UNIFAP - Universidade Federal do Amapá — Prova 2015

Enunciado

Paciente deu entrada no atendimento de urgência com quadro de dor abdominal em quadrante inferior esquerdo, astenia, febre moderada e dificuldade para evacuar. Ao exame físico apresenta abaulamento doloroso à palpação nessa região. Qual o exame ideal para estabelecer o diagnóstico e a conduta desse caso?

Alternativas

  1. A) Ultrassonografia do abdome.
  2. B) Enema opaco.
  3. C) Colonoscopia.
  4. D) Tomografia do abdome.
  5. E) Enteroscopia.

Pérola Clínica

Dor em QIE + febre + abaulamento doloroso → Suspeita de diverticulite aguda. TC de abdome é o exame padrão-ouro para diagnóstico e estadiamento.

Resumo-Chave

A dor abdominal em quadrante inferior esquerdo, associada a febre e alterações do hábito intestinal, é altamente sugestiva de diverticulite aguda. A Tomografia Computadorizada (TC) de abdome é o exame de escolha por sua alta sensibilidade e especificidade, permitindo identificar inflamação, abscessos e perfurações, guiando a conduta.

Contexto Educacional

A diverticulite aguda é uma condição inflamatória comum que afeta os divertículos do cólon, mais frequentemente no cólon sigmoide (quadrante inferior esquerdo). É uma das causas mais prevalentes de dor abdominal aguda em adultos, especialmente em idosos. A doença diverticular é caracterizada pela presença de divertículos, que são herniações da mucosa e submucosa através da camada muscular do cólon. A inflamação ocorre quando há obstrução do colo do divertículo por fecalito ou alimento, levando à isquemia e microperfuração. O quadro clínico típico inclui dor abdominal no quadrante inferior esquerdo, febre, náuseas, vômitos e alteração do hábito intestinal. Ao exame físico, pode-se encontrar sensibilidade à palpação e, em alguns casos, uma massa palpável. O diagnóstico é primariamente clínico, mas a confirmação e o estadiamento da gravidade são feitos por exames de imagem. A Tomografia Computadorizada (TC) de abdome com contraste é o exame de escolha, pois permite identificar a inflamação diverticular, espessamento da parede do cólon, e detectar complicações como abscessos, fístulas ou perfurações, que são cruciais para guiar a conduta. A conduta para diverticulite aguda varia de acordo com a gravidade. Casos não complicados (Hinchey I) podem ser tratados clinicamente com repouso intestinal, antibióticos e analgesia. Complicações como abscessos maiores, perfuração com peritonite difusa ou fístulas podem exigir drenagem percutânea, cirurgia de urgência ou eletiva. É fundamental evitar a colonoscopia na fase aguda devido ao risco de perfuração.

Perguntas Frequentes

Quais são os sintomas clássicos da diverticulite aguda?

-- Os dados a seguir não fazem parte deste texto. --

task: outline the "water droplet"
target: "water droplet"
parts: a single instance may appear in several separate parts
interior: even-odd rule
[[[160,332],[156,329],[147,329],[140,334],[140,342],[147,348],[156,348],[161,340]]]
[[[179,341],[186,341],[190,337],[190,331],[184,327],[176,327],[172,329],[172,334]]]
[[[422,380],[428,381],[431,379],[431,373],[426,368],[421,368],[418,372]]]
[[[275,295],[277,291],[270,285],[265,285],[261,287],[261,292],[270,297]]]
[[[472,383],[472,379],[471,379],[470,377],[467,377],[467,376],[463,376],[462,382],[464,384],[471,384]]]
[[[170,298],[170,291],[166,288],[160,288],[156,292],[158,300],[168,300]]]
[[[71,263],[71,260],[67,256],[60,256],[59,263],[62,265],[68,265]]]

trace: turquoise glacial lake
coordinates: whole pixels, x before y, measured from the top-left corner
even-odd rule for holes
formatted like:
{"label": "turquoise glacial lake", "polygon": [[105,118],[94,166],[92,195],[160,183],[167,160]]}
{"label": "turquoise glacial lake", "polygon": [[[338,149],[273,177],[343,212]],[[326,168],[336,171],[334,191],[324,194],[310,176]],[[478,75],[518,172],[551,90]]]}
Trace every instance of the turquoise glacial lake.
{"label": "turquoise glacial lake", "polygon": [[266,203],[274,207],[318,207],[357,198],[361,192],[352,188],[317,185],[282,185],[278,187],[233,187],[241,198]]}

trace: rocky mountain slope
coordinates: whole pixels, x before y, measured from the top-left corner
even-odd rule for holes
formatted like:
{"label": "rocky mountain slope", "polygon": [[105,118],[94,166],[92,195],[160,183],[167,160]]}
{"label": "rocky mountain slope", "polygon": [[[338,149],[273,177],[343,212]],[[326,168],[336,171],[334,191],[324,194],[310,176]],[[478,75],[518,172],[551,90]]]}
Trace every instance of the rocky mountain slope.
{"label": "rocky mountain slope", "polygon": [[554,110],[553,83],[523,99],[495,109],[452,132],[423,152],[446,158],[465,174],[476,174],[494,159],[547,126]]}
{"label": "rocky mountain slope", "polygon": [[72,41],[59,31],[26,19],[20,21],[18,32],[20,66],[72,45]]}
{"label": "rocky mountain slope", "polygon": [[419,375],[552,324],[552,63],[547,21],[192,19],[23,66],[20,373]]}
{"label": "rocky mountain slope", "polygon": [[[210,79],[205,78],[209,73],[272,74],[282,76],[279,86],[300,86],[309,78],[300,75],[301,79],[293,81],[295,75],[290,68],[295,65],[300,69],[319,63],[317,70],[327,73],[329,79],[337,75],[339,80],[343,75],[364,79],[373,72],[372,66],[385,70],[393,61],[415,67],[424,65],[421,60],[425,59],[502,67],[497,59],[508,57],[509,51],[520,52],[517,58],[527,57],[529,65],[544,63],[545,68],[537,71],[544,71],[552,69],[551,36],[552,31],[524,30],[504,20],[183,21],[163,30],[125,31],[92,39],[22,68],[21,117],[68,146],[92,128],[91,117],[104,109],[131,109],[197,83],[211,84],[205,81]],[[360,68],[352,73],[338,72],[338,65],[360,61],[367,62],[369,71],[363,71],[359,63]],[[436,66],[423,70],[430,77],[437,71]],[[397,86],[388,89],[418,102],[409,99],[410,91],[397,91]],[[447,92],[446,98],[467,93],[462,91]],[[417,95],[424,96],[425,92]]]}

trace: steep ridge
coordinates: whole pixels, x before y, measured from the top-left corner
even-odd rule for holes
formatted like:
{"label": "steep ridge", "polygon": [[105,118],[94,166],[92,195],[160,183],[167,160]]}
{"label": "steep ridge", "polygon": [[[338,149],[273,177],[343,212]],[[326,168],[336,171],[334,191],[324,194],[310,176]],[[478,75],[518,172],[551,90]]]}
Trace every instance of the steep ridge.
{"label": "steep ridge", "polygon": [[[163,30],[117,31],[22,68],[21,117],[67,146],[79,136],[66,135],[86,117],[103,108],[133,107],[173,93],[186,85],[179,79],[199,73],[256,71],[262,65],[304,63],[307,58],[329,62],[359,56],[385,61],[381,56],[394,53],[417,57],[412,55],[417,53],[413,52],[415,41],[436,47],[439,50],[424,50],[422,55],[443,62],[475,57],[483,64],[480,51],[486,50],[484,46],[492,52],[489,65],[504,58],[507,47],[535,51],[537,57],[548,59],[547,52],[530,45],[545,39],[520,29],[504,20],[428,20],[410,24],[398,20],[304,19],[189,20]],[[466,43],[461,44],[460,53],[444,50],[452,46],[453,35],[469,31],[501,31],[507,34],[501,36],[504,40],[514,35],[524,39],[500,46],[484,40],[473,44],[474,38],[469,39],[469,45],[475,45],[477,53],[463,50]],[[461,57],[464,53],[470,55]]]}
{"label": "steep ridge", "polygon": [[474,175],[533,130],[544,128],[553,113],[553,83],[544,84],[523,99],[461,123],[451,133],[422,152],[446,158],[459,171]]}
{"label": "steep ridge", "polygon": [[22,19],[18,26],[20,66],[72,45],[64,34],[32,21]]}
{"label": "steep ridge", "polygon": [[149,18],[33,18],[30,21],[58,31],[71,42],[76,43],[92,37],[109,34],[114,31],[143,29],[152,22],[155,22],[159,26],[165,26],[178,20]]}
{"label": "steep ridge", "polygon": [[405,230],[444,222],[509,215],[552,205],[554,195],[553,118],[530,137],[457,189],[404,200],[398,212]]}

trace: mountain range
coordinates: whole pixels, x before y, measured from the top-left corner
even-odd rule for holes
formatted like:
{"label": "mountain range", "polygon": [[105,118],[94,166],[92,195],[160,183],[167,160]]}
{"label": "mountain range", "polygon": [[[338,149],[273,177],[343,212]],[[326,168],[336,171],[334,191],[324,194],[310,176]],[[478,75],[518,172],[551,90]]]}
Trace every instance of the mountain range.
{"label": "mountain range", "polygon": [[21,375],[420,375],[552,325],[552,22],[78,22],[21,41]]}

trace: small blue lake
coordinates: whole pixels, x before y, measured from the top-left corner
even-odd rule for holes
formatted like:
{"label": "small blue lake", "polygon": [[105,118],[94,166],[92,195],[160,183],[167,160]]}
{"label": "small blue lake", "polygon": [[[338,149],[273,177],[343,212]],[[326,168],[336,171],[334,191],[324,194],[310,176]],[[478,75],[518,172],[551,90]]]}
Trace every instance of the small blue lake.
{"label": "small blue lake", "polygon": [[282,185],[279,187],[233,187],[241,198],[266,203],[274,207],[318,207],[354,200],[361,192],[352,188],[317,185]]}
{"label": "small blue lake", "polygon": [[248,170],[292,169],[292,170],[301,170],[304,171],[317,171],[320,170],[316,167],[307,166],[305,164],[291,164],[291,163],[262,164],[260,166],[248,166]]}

Os sintomas clássicos incluem dor abdominal no quadrante inferior esquerdo (QIE), febre, náuseas, vômitos, alteração do hábito intestinal (constipação ou diarreia) e sensibilidade à palpação no QIE.

Por que a Tomografia Computadorizada (TC) é o exame de escolha para diverticulite?

A TC de abdome é o padrão-ouro porque oferece alta sensibilidade e especificidade para visualizar a inflamação diverticular, espessamento da parede do cólon, presença de abscessos, fístulas ou perfurações, permitindo a classificação da gravidade (Hinchey) e a orientação terapêutica.

Qual a conduta inicial para um paciente com diverticulite aguda não complicada?

A diverticulite aguda não complicada geralmente é tratada clinicamente com repouso intestinal (dieta líquida ou jejum), antibioticoterapia de amplo espectro (com cobertura para gram-negativos e anaeróbios) e analgesia.